Researchers from Flinders University have revealed that over 300,000 Australian women are regularly engaging in high-risk drinking behaviors, consuming 11 or more standard drinks in one sitting at least once a month, a practice known as binge-drinking.

Victoria Kostadinov from the College of Medicine and Public Health pointed out that women have been historically under-represented in alcohol research. She emphasized the need for more targeted studies, particularly concerning women who drink at very high levels, which is often not distinguished from those drinking slightly above the guidelines.

“What makes this especially concerning is that, unfortunately, women are more susceptible than men to experiencing severe health problems from excessive drinking, including liver issues, cardiovascular disease, cancers, and mental health issues like depression and anxiety,” Kostadinov said.

Alcohol can also interfere with women’s biological rhythms, such as estrogen and progesterone cycles, and negatively impact menopause.

According to the Australian Bureau of Statistics (ABS), more than one in four (26.8 percent) of Australian adults (5.2 million) exceeded the Australian Alcohol Guideline in 2022. Among young adults aged 18 to 24, more than one in three (36.1 percent) exceeded the guideline, which is defined as consuming more than 10 drinks within one week.

The study also noted a historical increase in daily alcohol consumption by women, which rose by 203 percent between 1950 and 1980, compared to a 6 percent rise in men during the same period. Since the 1990s, drinking culture, drinking spaces, and marketed alcohol products have increasingly targeted women.

Women who drank at very high-risk levels were more likely to be unmarried, younger, experience high psychological distress, and have a mental health condition compared to men who drank at similarly high levels.

Ms. Kostadinov stressed the need for support systems specifically designed for women. “Our findings support the need for tailored strategies to prevent and manage very high-risk consumption among women, focusing on how sex and gender can affect responses to treatment, policies, and health promotion messages,” she said.

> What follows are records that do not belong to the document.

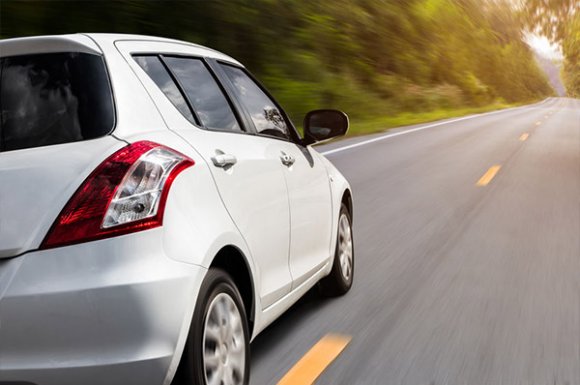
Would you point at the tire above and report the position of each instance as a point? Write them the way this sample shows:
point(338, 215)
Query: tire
point(218, 345)
point(340, 279)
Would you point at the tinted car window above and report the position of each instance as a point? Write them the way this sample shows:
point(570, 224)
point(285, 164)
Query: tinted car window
point(205, 95)
point(158, 73)
point(263, 111)
point(53, 98)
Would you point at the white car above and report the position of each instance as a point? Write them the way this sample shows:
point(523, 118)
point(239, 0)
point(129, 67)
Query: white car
point(158, 210)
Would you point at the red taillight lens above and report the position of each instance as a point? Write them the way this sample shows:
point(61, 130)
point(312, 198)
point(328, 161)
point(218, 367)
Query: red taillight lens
point(126, 193)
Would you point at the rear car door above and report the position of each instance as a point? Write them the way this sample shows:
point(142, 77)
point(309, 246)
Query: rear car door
point(246, 171)
point(305, 174)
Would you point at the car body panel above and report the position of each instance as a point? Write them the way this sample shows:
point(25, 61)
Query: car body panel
point(118, 310)
point(37, 183)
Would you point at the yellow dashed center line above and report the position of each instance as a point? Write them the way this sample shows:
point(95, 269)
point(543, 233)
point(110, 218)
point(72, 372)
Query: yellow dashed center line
point(488, 176)
point(316, 360)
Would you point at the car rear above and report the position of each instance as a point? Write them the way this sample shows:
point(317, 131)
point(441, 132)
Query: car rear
point(86, 269)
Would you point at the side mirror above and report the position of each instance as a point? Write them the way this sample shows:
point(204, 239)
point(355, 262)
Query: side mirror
point(321, 125)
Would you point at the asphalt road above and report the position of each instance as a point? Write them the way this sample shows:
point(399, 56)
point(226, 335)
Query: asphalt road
point(455, 283)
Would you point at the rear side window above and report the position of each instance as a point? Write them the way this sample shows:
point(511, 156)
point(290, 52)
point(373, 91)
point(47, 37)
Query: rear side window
point(54, 98)
point(204, 94)
point(157, 72)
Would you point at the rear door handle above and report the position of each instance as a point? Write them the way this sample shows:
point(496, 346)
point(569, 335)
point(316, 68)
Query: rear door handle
point(287, 160)
point(223, 160)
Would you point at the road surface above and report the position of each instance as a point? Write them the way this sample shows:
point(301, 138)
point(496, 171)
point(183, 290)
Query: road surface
point(467, 239)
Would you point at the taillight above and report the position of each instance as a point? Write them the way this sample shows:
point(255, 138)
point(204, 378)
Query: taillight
point(124, 194)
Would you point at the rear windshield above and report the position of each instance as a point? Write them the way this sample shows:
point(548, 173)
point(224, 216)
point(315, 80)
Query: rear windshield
point(53, 98)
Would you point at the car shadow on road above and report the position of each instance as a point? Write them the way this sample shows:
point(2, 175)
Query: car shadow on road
point(288, 324)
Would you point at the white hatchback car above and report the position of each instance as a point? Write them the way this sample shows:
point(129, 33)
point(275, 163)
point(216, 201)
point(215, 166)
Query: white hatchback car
point(158, 210)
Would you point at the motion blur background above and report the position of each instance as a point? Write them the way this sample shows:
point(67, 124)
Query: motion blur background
point(387, 63)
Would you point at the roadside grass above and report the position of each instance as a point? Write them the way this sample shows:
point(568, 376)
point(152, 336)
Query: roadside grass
point(379, 124)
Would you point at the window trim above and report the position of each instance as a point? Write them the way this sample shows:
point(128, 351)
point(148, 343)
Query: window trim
point(294, 136)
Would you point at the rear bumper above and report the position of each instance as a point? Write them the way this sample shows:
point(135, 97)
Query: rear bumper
point(115, 311)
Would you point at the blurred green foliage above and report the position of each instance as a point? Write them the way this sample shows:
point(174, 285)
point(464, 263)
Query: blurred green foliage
point(560, 21)
point(370, 58)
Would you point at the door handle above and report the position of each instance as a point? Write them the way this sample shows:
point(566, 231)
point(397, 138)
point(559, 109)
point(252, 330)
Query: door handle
point(287, 160)
point(223, 160)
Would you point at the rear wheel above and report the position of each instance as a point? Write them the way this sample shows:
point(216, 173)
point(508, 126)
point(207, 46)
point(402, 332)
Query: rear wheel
point(218, 349)
point(339, 281)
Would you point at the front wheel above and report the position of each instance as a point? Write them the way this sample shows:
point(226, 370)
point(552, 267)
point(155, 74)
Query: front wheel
point(218, 348)
point(339, 281)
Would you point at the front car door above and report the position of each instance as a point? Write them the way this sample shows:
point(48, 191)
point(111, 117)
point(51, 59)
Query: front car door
point(305, 174)
point(246, 171)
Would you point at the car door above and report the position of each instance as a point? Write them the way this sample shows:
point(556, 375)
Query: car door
point(246, 171)
point(305, 174)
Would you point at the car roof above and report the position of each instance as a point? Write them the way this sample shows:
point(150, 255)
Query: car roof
point(89, 43)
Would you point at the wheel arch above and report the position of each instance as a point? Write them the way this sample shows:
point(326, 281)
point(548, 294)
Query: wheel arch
point(232, 260)
point(347, 200)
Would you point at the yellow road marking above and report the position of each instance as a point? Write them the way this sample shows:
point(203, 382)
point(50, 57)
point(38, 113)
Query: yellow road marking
point(488, 176)
point(311, 366)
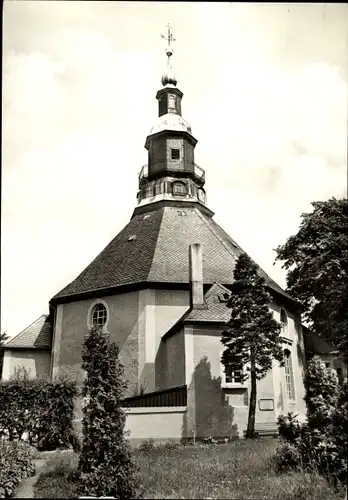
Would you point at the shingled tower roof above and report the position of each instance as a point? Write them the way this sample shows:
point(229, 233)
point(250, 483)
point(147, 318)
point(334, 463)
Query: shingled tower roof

The study highlights the health risks women face with high alcohol consumption levels. Professor Jacqueline Bowden, director of the National Centre for Education and Training (NCETA), noted that alcohol consumption increases women’s risk of various cancers, including digestive, breast, and pancreatic cancer, as well as other health issues and vulnerability to alcohol-related abuse.

“By monitoring and understanding these trends, we hope to help inform public health policies and ensure women can access appropriate supports to reduce alcohol-associated harms,” Bowden said.